Munich Re is doing location-based risk analysis, both internally and as a service for clients. For example, its NATHAN service—the Natural Hazard Assessment Network—helps companies assess the risks of natural hazards around the world, from location-based individual risk through to entire portfolios of assets.
“We combine data on global natural catastrophes and enable the user to upload their [property] portfolio to have a very complex and flexible location-based analysis,” Siebert says. Even professionals who don’t work with GIS—including claims managers and underwriters—can input an address and understand its risks, Siebert explains.
A Wealth of Imagery
In the insurance industries and across the business landscape, torrents of location-specific data are pouring in from new sources, including satellite images and aerial photography. Munich Re uses some of this imagery to better monitor storms and evaluate other extreme-weather events. The high-resolution images now assist claims adjusters and engineers in calculating losses on a per-building level.

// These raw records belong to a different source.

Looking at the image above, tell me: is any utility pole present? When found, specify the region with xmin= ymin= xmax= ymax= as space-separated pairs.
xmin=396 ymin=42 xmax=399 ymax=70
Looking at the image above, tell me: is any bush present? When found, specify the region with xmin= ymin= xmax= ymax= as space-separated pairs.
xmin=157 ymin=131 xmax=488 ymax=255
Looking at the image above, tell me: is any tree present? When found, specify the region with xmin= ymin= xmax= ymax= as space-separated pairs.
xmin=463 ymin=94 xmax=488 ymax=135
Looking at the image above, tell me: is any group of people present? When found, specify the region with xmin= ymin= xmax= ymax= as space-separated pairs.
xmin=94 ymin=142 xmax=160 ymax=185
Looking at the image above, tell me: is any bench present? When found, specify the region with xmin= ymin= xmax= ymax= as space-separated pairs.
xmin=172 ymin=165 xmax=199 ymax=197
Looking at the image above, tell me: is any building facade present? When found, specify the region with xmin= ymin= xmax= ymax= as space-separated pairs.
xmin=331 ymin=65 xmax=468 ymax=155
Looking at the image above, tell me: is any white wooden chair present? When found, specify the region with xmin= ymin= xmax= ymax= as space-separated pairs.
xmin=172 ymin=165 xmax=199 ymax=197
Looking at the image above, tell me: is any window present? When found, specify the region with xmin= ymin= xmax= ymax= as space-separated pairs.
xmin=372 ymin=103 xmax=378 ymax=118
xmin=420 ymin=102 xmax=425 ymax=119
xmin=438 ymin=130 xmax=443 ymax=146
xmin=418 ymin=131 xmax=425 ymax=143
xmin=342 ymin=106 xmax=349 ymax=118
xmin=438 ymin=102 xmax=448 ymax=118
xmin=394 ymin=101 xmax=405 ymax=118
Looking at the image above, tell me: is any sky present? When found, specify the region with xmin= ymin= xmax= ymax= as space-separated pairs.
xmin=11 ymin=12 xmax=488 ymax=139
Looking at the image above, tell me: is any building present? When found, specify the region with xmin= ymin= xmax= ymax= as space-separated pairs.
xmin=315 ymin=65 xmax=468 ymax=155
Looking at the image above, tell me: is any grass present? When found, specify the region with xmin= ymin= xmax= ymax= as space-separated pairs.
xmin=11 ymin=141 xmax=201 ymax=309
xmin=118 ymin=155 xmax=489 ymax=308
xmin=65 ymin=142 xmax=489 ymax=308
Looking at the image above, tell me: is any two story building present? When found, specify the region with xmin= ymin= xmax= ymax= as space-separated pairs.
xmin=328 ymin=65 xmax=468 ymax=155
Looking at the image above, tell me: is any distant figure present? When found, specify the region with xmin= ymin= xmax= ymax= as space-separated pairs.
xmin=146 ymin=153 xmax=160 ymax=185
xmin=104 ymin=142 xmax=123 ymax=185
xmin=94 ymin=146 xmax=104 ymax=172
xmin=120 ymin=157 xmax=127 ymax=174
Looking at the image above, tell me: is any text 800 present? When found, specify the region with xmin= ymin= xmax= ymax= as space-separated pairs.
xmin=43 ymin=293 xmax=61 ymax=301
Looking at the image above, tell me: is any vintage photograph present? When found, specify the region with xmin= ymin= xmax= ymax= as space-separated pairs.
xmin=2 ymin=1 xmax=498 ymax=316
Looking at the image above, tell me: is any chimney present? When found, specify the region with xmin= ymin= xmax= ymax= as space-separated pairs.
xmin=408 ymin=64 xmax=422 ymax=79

This is another instance where location intelligence and business intelligence merge.
“We are working in a very tight collaboration with our data analytics teams,” Siebert says. “We want to integrate geospatial tools and functions in our data lake to enrich more of our common data sets with geo-referencing and analytical capabilities. So often, geospatial data is the glue between the different entities.”
As a reinsurer, as well as a primary insurer, Munich Re is keeping a keen eye on what Siebert calls “accumulation control”—using location intelligence to identify where it has the highest potential for losses. “This is so important to steer our business,” he says.
Sharing Data
Of course, location intelligence and other types of data are not just relevant within a single business—even a global reinsurer like Munich Re. Insurers and reinsurers are looking to both receive and share data with their clients and partners, as well. With the rise of natural and human-made risks across the supply chain, insurers want to know who their clients’ suppliers are—and where they operate—to accurately price risks.
Though it’s critical, the current state of data exchange is not where it should be, Siebert believes. “We have to improve,” he says. “Many of us are hoping for more open data initiatives where we have a common understanding of our risks or infrastructure.”
It is still difficult to obtain data sets that cover whole markets or whole countries, Siebert says. “Data availability is still sometimes a nightmare.”
At last year’s Reinsurance Association of the Americas (RAA) event, catastrophe response managers seemed to confirm this view. Attendees said they use NOAA and United States Geologic Survey (USGS) information as a baseline and would like other data sets to help build visibility.
“In many cases, major losses can occur due to the failure of one supplier in the value chain,” Siebert notes. “We try to visualize it, to get a better understanding [and] link the different supplier tiers according to the product chain.” To that end, Munich Re is working on creating a GIS-based solution for its clients by late this year or early 2020.
“We need a better exchange of information at all levels,” he says.
Going forward, such data will be increasingly important. A deeper understanding of location-based risk—associated with individual buildings and supply chains alike—can be an effective tool against loss from epic storms and other natural disasters triggered by climate change.